As Chabot explained, partial-birth abortions pose additional risks to women in addition to the normal list of physical, medical and emotions damages. Such risks include cervical incompetence, trauma to the uterus, and lacerations or hemorrhaging.
Groups including the Christian Medical and Dental Society, the Catholic Medical Association, the American Association of Pro-Life Obstetricians and Gynecologists, the Association of American Physicians and Surgeons, and the Physicians Ad Hoc Coalition for the Truth have all stated that partial-birth abortion is a dangerous practice for both mother and child.
The American Association of Pro-Life Obstetricians and Gynecologists notes that there has been "zero peer-reviewed safety data" on partial-birth abortion, which the group describes as "a procedure involving overtly dangerous obstetrical techniques on a mid-trimester uterus over a period of two-to-three days."
Dr. Jane Orient of the Association of American Physicians and Surgeons wrote a letter to a Congressional subcommittee, noting that partial-birth abortion "has no medical indications." Orient went on to say that the doctors in her organization "conceive of no circumstance in which it (partial-birth abortion) would be needed to save the life or preserve the health of a mother."

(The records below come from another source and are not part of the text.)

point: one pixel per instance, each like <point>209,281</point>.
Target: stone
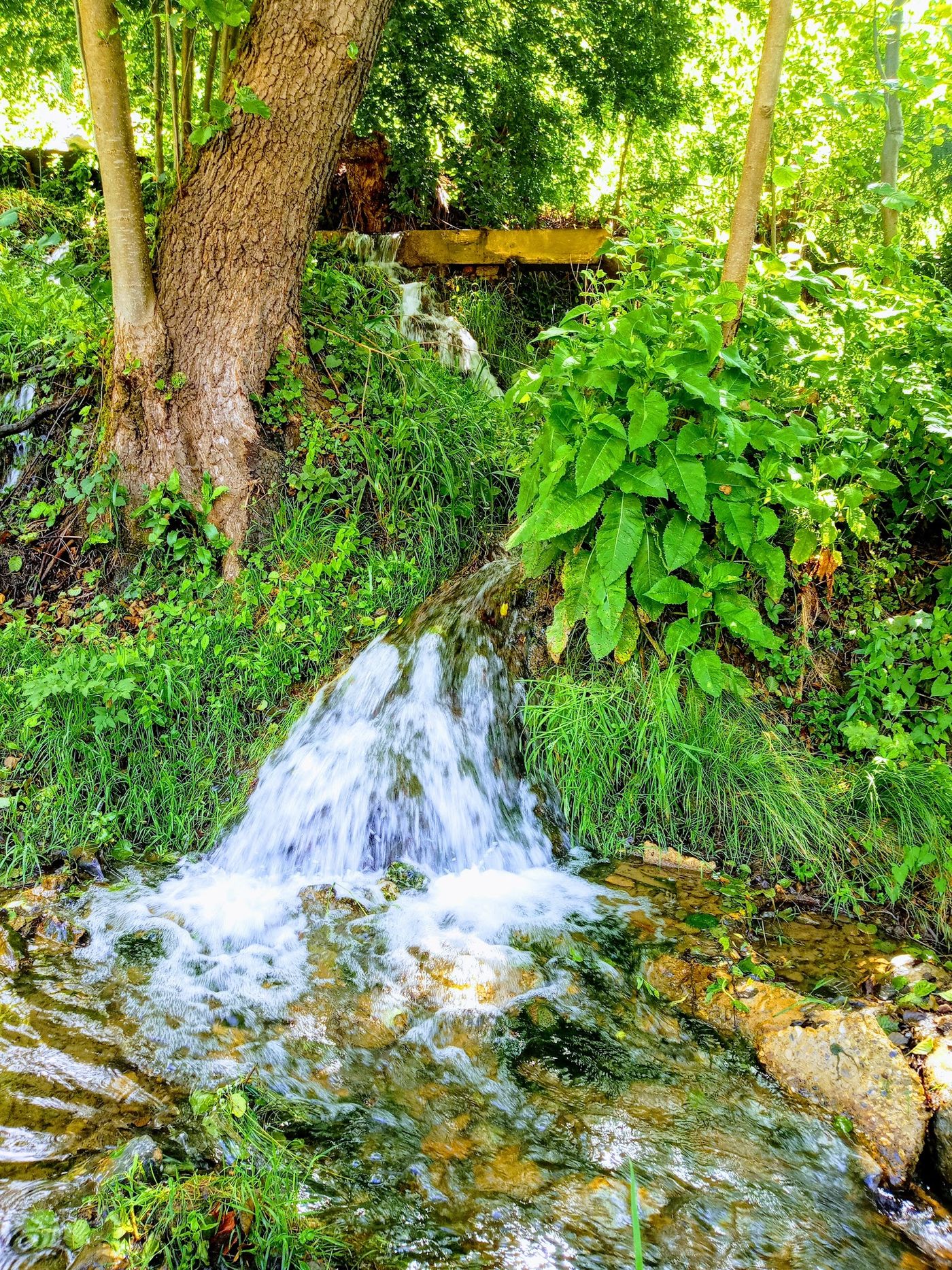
<point>508,1174</point>
<point>10,956</point>
<point>99,1256</point>
<point>937,1076</point>
<point>839,1060</point>
<point>666,858</point>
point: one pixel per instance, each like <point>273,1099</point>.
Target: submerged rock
<point>838,1060</point>
<point>937,1076</point>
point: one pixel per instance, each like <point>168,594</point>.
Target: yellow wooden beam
<point>458,248</point>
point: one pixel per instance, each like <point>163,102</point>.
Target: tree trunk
<point>140,351</point>
<point>173,93</point>
<point>758,148</point>
<point>209,73</point>
<point>158,86</point>
<point>895,130</point>
<point>188,79</point>
<point>234,246</point>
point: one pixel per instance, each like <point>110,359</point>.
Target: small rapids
<point>422,319</point>
<point>460,1034</point>
<point>17,403</point>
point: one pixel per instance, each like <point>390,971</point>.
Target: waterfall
<point>413,754</point>
<point>422,319</point>
<point>19,403</point>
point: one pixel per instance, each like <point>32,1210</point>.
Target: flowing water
<point>420,315</point>
<point>471,1054</point>
<point>17,403</point>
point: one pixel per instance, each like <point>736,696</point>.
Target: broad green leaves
<point>685,479</point>
<point>676,493</point>
<point>598,458</point>
<point>619,534</point>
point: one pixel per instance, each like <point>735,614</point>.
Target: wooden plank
<point>498,247</point>
<point>493,248</point>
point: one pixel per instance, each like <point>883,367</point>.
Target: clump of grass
<point>645,756</point>
<point>252,1212</point>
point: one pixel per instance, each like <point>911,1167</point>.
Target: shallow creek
<point>473,1058</point>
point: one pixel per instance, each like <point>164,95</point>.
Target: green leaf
<point>647,568</point>
<point>805,546</point>
<point>736,682</point>
<point>539,556</point>
<point>602,639</point>
<point>562,511</point>
<point>879,479</point>
<point>707,669</point>
<point>771,564</point>
<point>630,635</point>
<point>681,634</point>
<point>250,103</point>
<point>742,618</point>
<point>640,479</point>
<point>78,1235</point>
<point>619,534</point>
<point>558,633</point>
<point>649,416</point>
<point>600,455</point>
<point>685,479</point>
<point>701,386</point>
<point>670,591</point>
<point>682,540</point>
<point>785,176</point>
<point>736,521</point>
<point>578,573</point>
<point>609,599</point>
<point>201,1101</point>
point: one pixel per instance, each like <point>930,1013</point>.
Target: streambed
<point>473,1058</point>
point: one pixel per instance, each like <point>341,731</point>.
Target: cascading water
<point>422,319</point>
<point>470,1054</point>
<point>17,403</point>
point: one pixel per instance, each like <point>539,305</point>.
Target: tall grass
<point>647,757</point>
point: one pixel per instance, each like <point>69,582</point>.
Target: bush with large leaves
<point>675,478</point>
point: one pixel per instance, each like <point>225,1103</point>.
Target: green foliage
<point>52,314</point>
<point>645,757</point>
<point>900,684</point>
<point>659,455</point>
<point>178,530</point>
<point>218,118</point>
<point>165,695</point>
<point>249,1212</point>
<point>494,107</point>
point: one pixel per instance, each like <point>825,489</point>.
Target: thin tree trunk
<point>209,71</point>
<point>895,131</point>
<point>173,93</point>
<point>141,350</point>
<point>158,88</point>
<point>226,41</point>
<point>622,165</point>
<point>758,148</point>
<point>234,246</point>
<point>188,78</point>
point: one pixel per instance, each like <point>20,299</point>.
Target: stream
<point>462,1037</point>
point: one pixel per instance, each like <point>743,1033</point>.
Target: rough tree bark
<point>895,130</point>
<point>752,181</point>
<point>233,249</point>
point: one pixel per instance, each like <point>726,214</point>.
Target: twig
<point>32,420</point>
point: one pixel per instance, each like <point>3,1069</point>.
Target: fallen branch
<point>32,420</point>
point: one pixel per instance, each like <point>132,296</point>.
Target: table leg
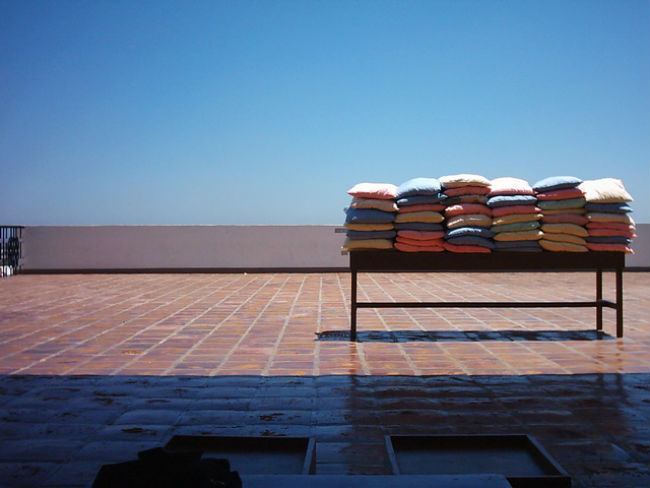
<point>599,299</point>
<point>353,306</point>
<point>619,302</point>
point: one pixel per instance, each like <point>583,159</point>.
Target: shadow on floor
<point>464,335</point>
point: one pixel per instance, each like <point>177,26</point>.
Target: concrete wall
<point>48,248</point>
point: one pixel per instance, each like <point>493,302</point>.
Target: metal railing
<point>10,249</point>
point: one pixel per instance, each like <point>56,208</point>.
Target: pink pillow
<point>467,208</point>
<point>382,191</point>
<point>561,194</point>
<point>508,185</point>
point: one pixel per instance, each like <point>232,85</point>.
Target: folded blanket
<point>408,248</point>
<point>418,226</point>
<point>375,234</point>
<point>368,216</point>
<point>503,200</point>
<point>431,207</point>
<point>561,204</point>
<point>607,217</point>
<point>368,244</point>
<point>425,216</point>
<point>550,236</point>
<point>508,185</point>
<point>565,219</point>
<point>467,190</point>
<point>385,205</point>
<point>468,249</point>
<point>469,231</point>
<point>514,218</point>
<point>515,209</point>
<point>369,227</point>
<point>421,199</point>
<point>467,208</point>
<point>460,180</point>
<point>592,246</point>
<point>619,207</point>
<point>562,246</point>
<point>471,220</point>
<point>527,235</point>
<point>421,235</point>
<point>516,227</point>
<point>568,193</point>
<point>572,229</point>
<point>471,241</point>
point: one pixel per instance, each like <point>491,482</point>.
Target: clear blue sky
<point>266,112</point>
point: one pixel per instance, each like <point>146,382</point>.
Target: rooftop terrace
<point>97,367</point>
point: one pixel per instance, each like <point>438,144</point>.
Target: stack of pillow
<point>563,208</point>
<point>515,215</point>
<point>467,217</point>
<point>609,226</point>
<point>419,219</point>
<point>369,220</point>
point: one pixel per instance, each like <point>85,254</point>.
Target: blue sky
<point>256,112</point>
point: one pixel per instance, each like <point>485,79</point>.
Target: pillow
<point>526,235</point>
<point>373,234</point>
<point>368,216</point>
<point>562,246</point>
<point>418,226</point>
<point>382,191</point>
<point>470,220</point>
<point>369,227</point>
<point>605,217</point>
<point>559,204</point>
<point>471,241</point>
<point>419,186</point>
<point>467,190</point>
<point>516,227</point>
<point>605,190</point>
<point>565,219</point>
<point>456,181</point>
<point>503,200</point>
<point>548,236</point>
<point>593,246</point>
<point>467,208</point>
<point>430,217</point>
<point>515,209</point>
<point>408,248</point>
<point>619,207</point>
<point>465,248</point>
<point>385,205</point>
<point>368,244</point>
<point>553,183</point>
<point>573,229</point>
<point>561,194</point>
<point>514,218</point>
<point>510,186</point>
<point>421,199</point>
<point>469,231</point>
<point>421,234</point>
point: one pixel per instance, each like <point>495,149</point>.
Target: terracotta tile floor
<point>94,368</point>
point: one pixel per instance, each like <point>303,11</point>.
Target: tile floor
<point>94,368</point>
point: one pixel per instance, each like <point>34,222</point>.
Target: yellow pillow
<point>562,246</point>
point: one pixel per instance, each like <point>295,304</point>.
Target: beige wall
<point>183,247</point>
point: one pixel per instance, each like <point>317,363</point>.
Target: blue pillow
<point>419,186</point>
<point>469,231</point>
<point>619,207</point>
<point>471,241</point>
<point>368,216</point>
<point>553,183</point>
<point>505,200</point>
<point>421,200</point>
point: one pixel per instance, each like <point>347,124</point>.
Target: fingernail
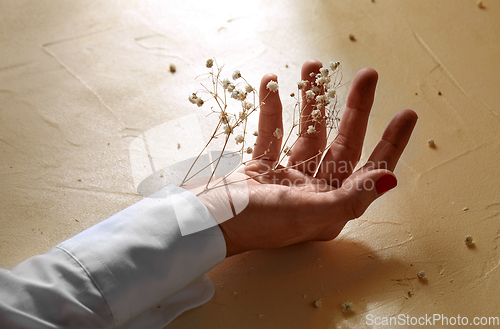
<point>385,183</point>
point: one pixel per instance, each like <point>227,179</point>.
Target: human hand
<point>310,199</point>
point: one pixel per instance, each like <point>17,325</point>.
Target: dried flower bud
<point>228,129</point>
<point>226,83</point>
<point>247,105</point>
<point>316,114</point>
<point>311,129</point>
<point>310,94</point>
<point>272,86</point>
<point>236,75</point>
<point>223,118</point>
<point>243,115</point>
<point>321,81</point>
<point>239,139</point>
<point>334,65</point>
<point>193,98</point>
<point>302,84</point>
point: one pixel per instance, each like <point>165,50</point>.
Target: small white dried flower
<point>228,129</point>
<point>239,139</point>
<point>302,84</point>
<point>311,129</point>
<point>193,98</point>
<point>236,75</point>
<point>347,306</point>
<point>310,94</point>
<point>323,99</point>
<point>316,114</point>
<point>239,95</point>
<point>247,105</point>
<point>332,93</point>
<point>226,83</point>
<point>243,115</point>
<point>272,86</point>
<point>278,133</point>
<point>321,81</point>
<point>334,65</point>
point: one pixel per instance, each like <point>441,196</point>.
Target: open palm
<point>313,197</point>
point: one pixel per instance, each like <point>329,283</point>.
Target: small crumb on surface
<point>347,306</point>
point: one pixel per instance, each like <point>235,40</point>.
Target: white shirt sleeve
<point>133,270</point>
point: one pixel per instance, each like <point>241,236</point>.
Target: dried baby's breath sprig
<point>272,86</point>
<point>229,95</point>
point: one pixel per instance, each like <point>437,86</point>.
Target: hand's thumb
<point>362,188</point>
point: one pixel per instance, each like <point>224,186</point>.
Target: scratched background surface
<point>79,80</point>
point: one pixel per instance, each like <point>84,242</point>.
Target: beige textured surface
<point>80,79</point>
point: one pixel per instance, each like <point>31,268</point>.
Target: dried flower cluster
<point>236,92</point>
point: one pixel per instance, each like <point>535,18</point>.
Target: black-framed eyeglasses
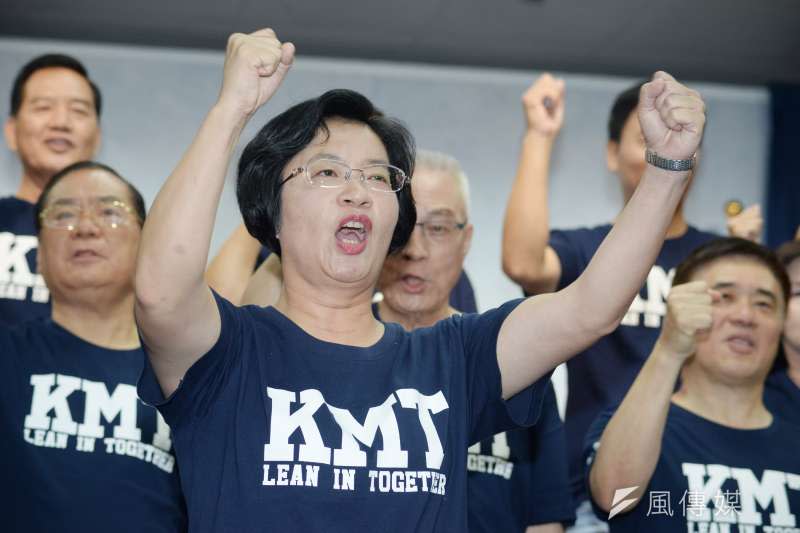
<point>330,174</point>
<point>438,229</point>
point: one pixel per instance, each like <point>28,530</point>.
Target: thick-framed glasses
<point>440,230</point>
<point>107,213</point>
<point>330,174</point>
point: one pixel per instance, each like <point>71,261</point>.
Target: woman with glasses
<point>79,451</point>
<point>311,415</point>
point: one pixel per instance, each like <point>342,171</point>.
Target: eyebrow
<point>73,201</point>
<point>441,211</point>
<point>82,101</point>
<point>326,155</point>
<point>730,285</point>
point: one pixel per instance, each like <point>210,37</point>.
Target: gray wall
<point>156,98</point>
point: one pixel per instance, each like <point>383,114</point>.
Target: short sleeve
<point>591,445</point>
<point>489,414</point>
<point>550,500</point>
<point>568,247</point>
<point>205,379</point>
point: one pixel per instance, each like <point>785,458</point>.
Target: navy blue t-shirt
<point>600,376</point>
<point>79,451</point>
<point>278,431</point>
<point>782,397</point>
<point>713,478</point>
<point>23,293</point>
<point>462,297</point>
<point>519,478</point>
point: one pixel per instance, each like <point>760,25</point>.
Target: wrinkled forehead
<point>88,185</point>
<point>349,141</point>
<point>741,274</point>
<point>437,192</point>
<point>58,83</point>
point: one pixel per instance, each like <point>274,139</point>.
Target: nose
<point>60,117</point>
<point>743,314</point>
<point>86,226</point>
<point>417,247</point>
<point>355,192</point>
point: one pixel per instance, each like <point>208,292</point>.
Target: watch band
<point>678,165</point>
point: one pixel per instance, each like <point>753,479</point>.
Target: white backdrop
<point>156,98</point>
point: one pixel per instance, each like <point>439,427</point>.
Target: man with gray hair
<point>518,479</point>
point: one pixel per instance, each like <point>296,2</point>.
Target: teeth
<point>354,225</point>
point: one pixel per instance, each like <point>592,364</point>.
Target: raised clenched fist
<point>255,65</point>
<point>543,103</point>
<point>672,117</point>
<point>748,224</point>
<point>688,314</point>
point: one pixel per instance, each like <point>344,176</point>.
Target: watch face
<point>668,164</point>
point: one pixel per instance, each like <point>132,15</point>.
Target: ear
<point>41,260</point>
<point>467,240</point>
<point>10,132</point>
<point>98,135</point>
<point>612,156</point>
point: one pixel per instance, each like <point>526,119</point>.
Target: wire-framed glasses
<point>110,213</point>
<point>331,173</point>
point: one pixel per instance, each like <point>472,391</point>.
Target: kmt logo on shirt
<point>280,468</point>
<point>59,430</point>
<point>493,461</point>
<point>15,274</point>
<point>654,307</point>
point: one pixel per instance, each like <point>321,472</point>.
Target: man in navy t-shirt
<point>782,392</point>
<point>79,451</point>
<point>54,122</point>
<point>709,456</point>
<point>517,478</point>
<point>542,260</point>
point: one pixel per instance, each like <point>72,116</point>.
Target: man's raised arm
<point>547,330</point>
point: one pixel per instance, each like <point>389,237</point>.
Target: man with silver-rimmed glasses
<point>81,452</point>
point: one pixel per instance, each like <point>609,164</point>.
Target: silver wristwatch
<point>678,165</point>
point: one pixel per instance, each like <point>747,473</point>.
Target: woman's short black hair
<point>267,154</point>
<point>733,247</point>
<point>138,202</point>
<point>624,105</point>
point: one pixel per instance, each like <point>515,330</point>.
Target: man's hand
<point>255,65</point>
<point>672,117</point>
<point>748,224</point>
<point>543,103</point>
<point>688,315</point>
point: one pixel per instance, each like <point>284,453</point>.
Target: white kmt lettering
<point>13,264</point>
<point>15,274</point>
<point>283,423</point>
<point>381,417</point>
<point>772,488</point>
<point>122,402</point>
<point>426,405</point>
<point>45,400</point>
<point>658,284</point>
<point>98,403</point>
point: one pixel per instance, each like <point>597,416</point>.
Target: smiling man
<point>53,123</point>
<point>709,456</point>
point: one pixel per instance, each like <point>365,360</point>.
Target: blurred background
<point>454,71</point>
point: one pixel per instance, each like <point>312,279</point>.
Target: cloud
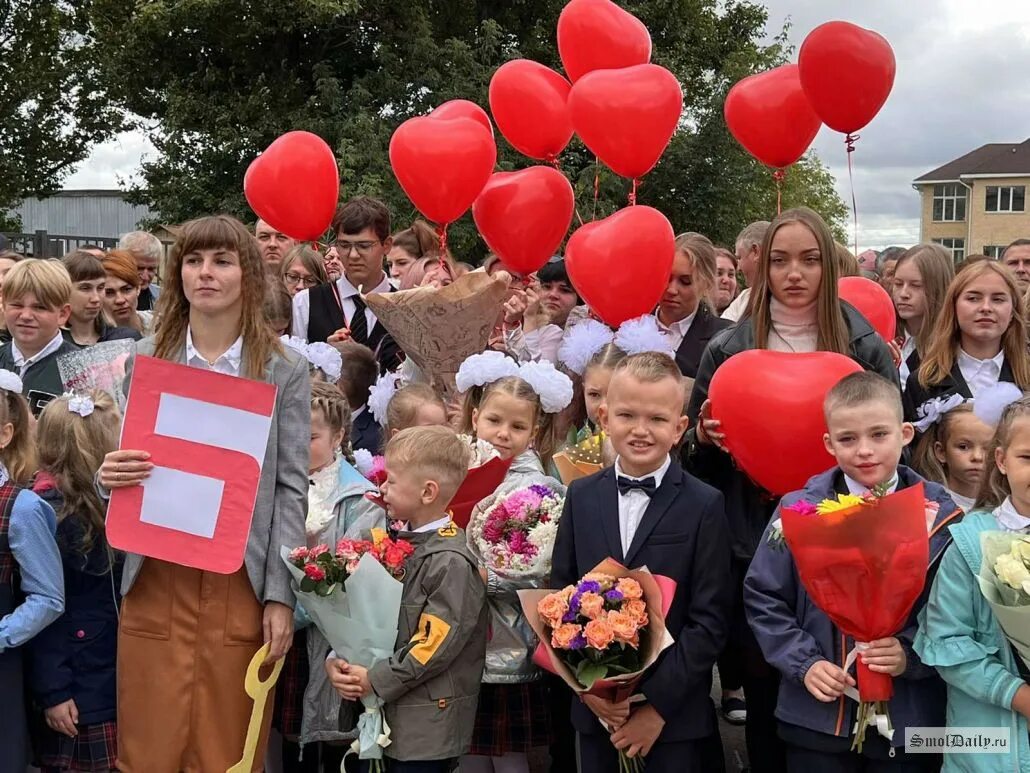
<point>960,83</point>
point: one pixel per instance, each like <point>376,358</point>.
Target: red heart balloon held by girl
<point>847,72</point>
<point>523,216</point>
<point>620,265</point>
<point>627,116</point>
<point>770,116</point>
<point>295,186</point>
<point>770,405</point>
<point>529,103</point>
<point>599,35</point>
<point>442,164</point>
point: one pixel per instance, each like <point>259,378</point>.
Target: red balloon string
<point>779,175</point>
<point>850,140</point>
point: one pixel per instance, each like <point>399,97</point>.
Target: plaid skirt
<point>289,690</point>
<point>511,718</point>
<point>95,748</point>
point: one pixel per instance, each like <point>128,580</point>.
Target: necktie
<point>644,484</point>
<point>358,325</point>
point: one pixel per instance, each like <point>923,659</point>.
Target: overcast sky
<point>961,82</point>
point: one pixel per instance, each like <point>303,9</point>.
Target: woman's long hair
<point>217,232</point>
<point>940,354</point>
<point>833,333</point>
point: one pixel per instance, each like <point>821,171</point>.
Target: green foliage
<point>53,107</point>
<point>220,79</point>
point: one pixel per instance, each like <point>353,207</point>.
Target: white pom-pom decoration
<point>484,368</point>
<point>643,334</point>
<point>582,342</point>
<point>380,395</point>
<point>991,403</point>
<point>553,387</point>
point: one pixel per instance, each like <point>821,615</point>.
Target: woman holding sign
<point>794,307</point>
<point>187,635</point>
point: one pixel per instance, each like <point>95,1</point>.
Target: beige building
<point>977,203</point>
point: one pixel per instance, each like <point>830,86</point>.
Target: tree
<point>53,107</point>
<point>222,78</point>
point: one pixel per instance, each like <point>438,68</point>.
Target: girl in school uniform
<point>181,698</point>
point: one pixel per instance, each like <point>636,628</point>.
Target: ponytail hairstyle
<point>71,448</point>
<point>328,400</point>
<point>20,455</point>
<point>404,406</point>
<point>947,336</point>
<point>924,460</point>
<point>995,488</point>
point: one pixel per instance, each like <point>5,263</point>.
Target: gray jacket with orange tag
<point>431,683</point>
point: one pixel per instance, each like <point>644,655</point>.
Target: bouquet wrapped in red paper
<point>863,561</point>
<point>602,634</point>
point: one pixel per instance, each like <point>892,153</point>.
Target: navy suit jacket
<point>684,536</point>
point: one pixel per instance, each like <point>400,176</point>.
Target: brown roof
<point>997,158</point>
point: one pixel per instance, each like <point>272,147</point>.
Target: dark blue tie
<point>644,484</point>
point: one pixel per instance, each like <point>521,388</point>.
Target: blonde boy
<point>431,683</point>
<point>36,305</point>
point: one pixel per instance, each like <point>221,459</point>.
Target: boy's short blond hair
<point>860,389</point>
<point>48,280</point>
<point>434,451</point>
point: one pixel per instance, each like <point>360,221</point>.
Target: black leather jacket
<point>748,507</point>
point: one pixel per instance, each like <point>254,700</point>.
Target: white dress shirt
<point>229,362</point>
<point>302,304</point>
<point>633,504</point>
<point>860,491</point>
<point>23,363</point>
<point>981,374</point>
<point>678,330</point>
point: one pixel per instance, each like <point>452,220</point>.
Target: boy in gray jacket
<point>431,683</point>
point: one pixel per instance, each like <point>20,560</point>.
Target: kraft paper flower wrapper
<point>658,592</point>
<point>361,624</point>
<point>1011,607</point>
<point>440,328</point>
<point>864,567</point>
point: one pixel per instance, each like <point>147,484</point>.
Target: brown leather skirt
<point>185,639</point>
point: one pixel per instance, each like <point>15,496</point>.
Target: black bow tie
<point>644,484</point>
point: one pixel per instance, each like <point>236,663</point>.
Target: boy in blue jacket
<point>866,435</point>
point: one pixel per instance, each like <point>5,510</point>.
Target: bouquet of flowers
<point>863,561</point>
<point>352,594</point>
<point>602,634</point>
<point>514,533</point>
<point>1004,580</point>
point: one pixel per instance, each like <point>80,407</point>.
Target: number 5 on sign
<point>207,434</point>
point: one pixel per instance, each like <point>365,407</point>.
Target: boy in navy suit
<point>647,511</point>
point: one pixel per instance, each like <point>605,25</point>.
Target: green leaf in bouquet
<point>587,673</point>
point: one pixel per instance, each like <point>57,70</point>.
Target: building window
<point>1005,199</point>
<point>949,203</point>
<point>956,245</point>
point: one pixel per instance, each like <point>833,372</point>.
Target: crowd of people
<point>115,661</point>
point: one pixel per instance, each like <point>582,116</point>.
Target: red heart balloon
<point>872,302</point>
<point>848,72</point>
<point>620,265</point>
<point>599,35</point>
<point>770,405</point>
<point>524,215</point>
<point>462,108</point>
<point>529,103</point>
<point>295,186</point>
<point>627,116</point>
<point>770,116</point>
<point>442,164</point>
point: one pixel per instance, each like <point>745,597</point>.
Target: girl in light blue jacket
<point>958,632</point>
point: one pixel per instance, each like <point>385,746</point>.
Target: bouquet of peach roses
<point>602,634</point>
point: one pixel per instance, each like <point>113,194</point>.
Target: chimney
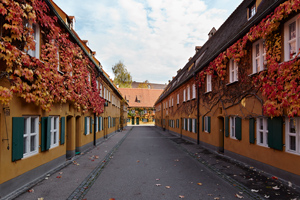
<point>212,32</point>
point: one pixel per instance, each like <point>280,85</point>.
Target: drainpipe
<point>95,129</point>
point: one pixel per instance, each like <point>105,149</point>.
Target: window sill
<point>232,83</point>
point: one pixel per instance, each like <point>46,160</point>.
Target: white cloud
<point>153,38</point>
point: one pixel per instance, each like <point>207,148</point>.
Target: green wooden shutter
<point>17,138</point>
<point>85,126</point>
<point>275,134</point>
<point>46,135</point>
<point>252,130</point>
<point>208,118</point>
<point>63,130</point>
<point>226,126</point>
<point>238,128</point>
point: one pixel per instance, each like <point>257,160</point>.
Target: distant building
<point>141,104</point>
<point>135,84</point>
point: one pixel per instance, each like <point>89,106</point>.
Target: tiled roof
<point>235,27</point>
<point>140,97</point>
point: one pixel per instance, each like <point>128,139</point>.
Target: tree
<point>144,84</point>
<point>122,76</point>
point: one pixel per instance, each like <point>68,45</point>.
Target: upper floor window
<point>36,37</point>
<point>252,10</point>
<point>233,71</point>
<point>31,136</point>
<point>208,83</point>
<point>293,135</point>
<point>259,55</point>
<point>194,91</point>
<point>291,36</point>
<point>262,131</point>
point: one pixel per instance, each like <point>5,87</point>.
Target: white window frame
<point>28,134</point>
<point>262,131</point>
<point>97,124</point>
<point>233,71</point>
<point>188,93</point>
<point>193,125</point>
<point>232,127</point>
<point>289,134</point>
<point>194,91</point>
<point>36,35</point>
<point>258,56</point>
<point>88,125</point>
<point>287,41</point>
<point>54,131</point>
<point>206,125</point>
<point>208,83</point>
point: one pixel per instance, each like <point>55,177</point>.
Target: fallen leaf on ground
<point>239,196</point>
<point>31,191</point>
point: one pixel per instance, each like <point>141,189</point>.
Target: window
<point>233,71</point>
<point>36,37</point>
<point>54,131</point>
<point>259,56</point>
<point>232,127</point>
<point>262,131</point>
<point>291,36</point>
<point>97,124</point>
<point>293,135</point>
<point>31,136</point>
<point>252,10</point>
<point>87,125</point>
<point>208,83</point>
<point>189,93</point>
<point>194,91</point>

Orient noted that, if a pregnant woman was suffering from a complication such as toxemia, her doctor could either perform a Caesarian section or induce labor. "The only purpose of the partial-birth abortion," Orient wrote, "is to assure that the end of the pregnancy is accompanied by the end of the life of a child about to be born.
Contrary to claims made by the pro-abortion lobbying group NARAL, Orient points out that partial-birth abortion is not a safe practice, since it "carries the risk of maternal injury or death, as by uterine rupture or laceration and hemorrhage."
Moreover, Ron Fitzsimmons, the director of a trade group of abortion businesses, admitted earlier in the partial-birth abortion debate that "I lied through my teeth" when saying abortions were needed for health reasons.
Ironically, even one of the nation's leading abortion practitioners has said that partial-birth abortion is not safe.
Speaking to the American Medical News in 1995, third-term abortionist Warren Hern said, "You really can't defend it I would dispute any statement that this is the safest procedure to use Turning the fetus to a breech position is potentially dangerous. You have to be concerned about causing amniotic fluid embolism or placental abruption if you do that."